Hallenvolleyballerin Susanne Lahme dachte, dass sie auch auf Sand glänzen könne – ein Denkfehler

Berlin - Susanne Lahmes Gesicht sah merkwürdig blass aus. Das lag an dem Kontrast zu dem leuchtend orangefarbenen Handtuch, das sie sich um den Kopf gewickelt hatte. Sie hat ohnehin eine sehr helle Haut. Außerdem war’s ziemlich kalt für einen Junitag, und sie kam gerade vom Spielfeld. „Wir haben alles versucht, es hat halt nicht geklappt“, sagte sie. Mit ihrer Partnerin Danja Müsch hat sie noch nie gegen das Weltklasse-Beachvolleyball-Duo Behar/Bede aus Brasilien gewonnen, gestern verloren sie wieder: 0:2. Es war das erwartete Ergebnis im Halbfinale des Weltserie-Turniers in Berlin. Das Spiel um Platz drei verloren sie später auch erwartungsgemäß 0:2 gegen McPeak/Youngs (USA).

Am Freitagabend war Susanne Lahmes Gesicht auch blass, so blass, als stünde sie unter Schock. Aber da saß sie in einem warmen Container, sie hatte kein Handtuch in Leuchtfarbe um den Kopf, und sie hatte 20 Minuten zuvor mit Müsch gegen die Italienerinnen Perrotta/Gattelli gewonnen. Lahme nahm ein Handy, starrte plötzlich auf ihre Hand und platzte dann heraus: „Mein Gott, ich zittere ja immer noch.“ Lahme/Müsch hatten nämlich erst nach drei Sätzen gewonnen und acht Matchbälle vergeben. Sie hätten viel klarer gewinnen müssen, Perrotta/Gattelli sind in der Weltrangliste weit hinter Lahme/Müsch.

Dass Susanne Lahme derart geschockt wirkte, hat wenig mit der Dramatik des Spiels zu tun. Es hat aber sehr viel damit zu tun, dass die 35-Jährige noch nicht wirklich im Beachvolleyball angekommen ist. „Ich bin selbst bei zweitklassigen Beachspielen so nervös, als wäre ich in der Halle bei einem WM-Finale.“

Das sagt eine der besten Volleyballerinnen der Welt.
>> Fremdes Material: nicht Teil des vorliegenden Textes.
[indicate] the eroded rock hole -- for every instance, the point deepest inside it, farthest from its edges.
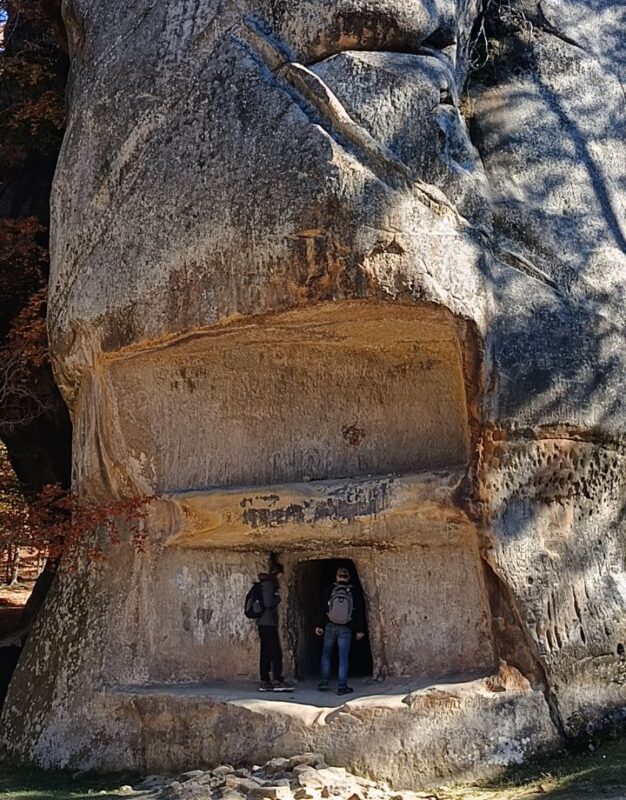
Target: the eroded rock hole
(311, 578)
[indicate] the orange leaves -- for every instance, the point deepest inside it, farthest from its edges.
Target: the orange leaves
(63, 526)
(56, 524)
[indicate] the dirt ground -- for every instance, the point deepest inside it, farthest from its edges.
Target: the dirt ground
(597, 775)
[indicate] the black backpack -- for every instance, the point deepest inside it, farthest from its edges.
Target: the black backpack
(254, 606)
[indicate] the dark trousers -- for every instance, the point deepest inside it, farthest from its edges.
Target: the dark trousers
(271, 655)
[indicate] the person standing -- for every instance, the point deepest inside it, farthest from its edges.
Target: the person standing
(342, 615)
(271, 656)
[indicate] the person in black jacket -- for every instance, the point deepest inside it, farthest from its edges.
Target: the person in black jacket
(271, 658)
(342, 614)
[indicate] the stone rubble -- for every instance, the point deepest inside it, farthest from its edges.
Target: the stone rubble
(302, 777)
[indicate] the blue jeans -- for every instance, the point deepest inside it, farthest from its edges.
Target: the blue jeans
(342, 635)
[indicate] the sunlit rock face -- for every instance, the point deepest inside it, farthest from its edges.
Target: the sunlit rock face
(292, 296)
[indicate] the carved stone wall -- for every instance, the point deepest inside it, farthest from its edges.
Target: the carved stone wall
(323, 313)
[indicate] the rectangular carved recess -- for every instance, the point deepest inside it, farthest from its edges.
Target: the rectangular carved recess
(334, 432)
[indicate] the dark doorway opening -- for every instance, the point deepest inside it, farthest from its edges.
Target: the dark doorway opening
(311, 580)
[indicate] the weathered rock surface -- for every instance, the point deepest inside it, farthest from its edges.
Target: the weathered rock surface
(294, 296)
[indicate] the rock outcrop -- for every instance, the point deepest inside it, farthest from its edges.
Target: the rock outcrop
(321, 313)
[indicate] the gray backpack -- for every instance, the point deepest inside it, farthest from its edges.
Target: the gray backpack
(340, 604)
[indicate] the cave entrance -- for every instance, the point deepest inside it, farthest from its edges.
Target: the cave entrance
(311, 580)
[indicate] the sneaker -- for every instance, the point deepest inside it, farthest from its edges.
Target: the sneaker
(281, 686)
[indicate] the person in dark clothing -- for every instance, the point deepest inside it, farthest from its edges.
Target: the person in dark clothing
(271, 658)
(342, 615)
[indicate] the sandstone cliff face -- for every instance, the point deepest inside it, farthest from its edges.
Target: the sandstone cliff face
(297, 294)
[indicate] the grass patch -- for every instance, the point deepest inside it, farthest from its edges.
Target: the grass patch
(566, 776)
(30, 783)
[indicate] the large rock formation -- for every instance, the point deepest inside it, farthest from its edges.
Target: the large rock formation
(292, 296)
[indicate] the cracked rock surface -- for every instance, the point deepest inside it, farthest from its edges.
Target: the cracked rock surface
(340, 281)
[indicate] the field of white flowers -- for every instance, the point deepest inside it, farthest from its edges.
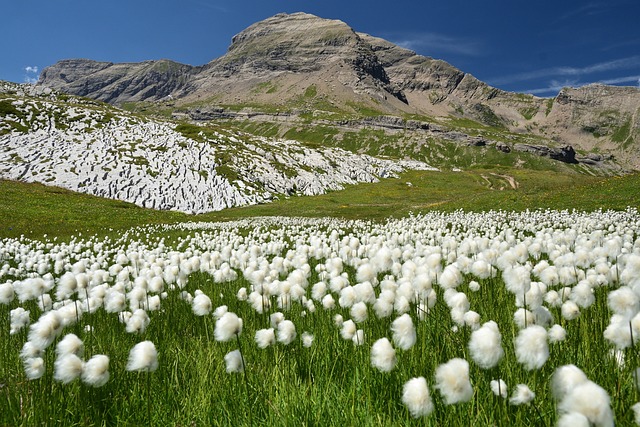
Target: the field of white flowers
(455, 319)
Das sagt eine Frau, die als Profi in Brasilien und Italien glänzte, 239 Länderspiele absolvierte, die in Deutschland zweimal Volleyballerin des Jahres wurde, die dreimal an Olympischen Spielen teilnahm. Alles in der Halle.

Warum fühlt sich so jemand beim Beachvolleyball mitunter wie ein Anfänger? „Weil da so vieles anders ist“, sagt Lahme. Der Wind, die Sonne, der ungewohnte Untergrund, „man hat auch keine Orientierungspunkte“. Sie muss jetzt mehr zuspielen und im Feld abwehren, sie erhält als schwächere Spielerin des Duos viel mehr Bälle als in der Halle, sie muss beim Blocken anders abspringen. Sie war gewohnt, dass der Hallenboden ein wenig federt. Sand federt nicht.

Als Susanne Lahme erstmals auf Sand spielte, 2001, trat sie mit der Lässigkeit einer Star-Hallenvolleyballerin auf. Bis sie mit Andrea Ahmann, ihrer ersten Partnerin, auf Rügen spielte, ein zweitklassiges Turnier. Auf der anderen Seite standen zwei unbekannte Lokalgrößen, keine größer als 1,50 m. Aber Lahme/Ahmann verloren. Lahme, 1,82 m, liiert mit einem italienischen Volleyballer, war fassungslos. „In der Halle hätte man solche Wurzelzwerge leicht in Griff bekommen.“

Ein Jahr später wechselte sie zu Danja Müsch. Eine gute Wahl. Müsch spielt seit 1994 auf Sand, sie ist die beste deutsche Beachvolleyballerin. Danja Müsch glich am Anfang sehr viele Mängel von Lahme aus. Sie gleicht immer noch viel aus, aber weniger als früher. „Ich kann Susanne ja nicht alles sagen.“ Außerdem war sie mal selber nicht in Bestform, nachdem sie eine Tochter bekommen hatte. Damals spielten Müsch/Lahme durchschnittlich.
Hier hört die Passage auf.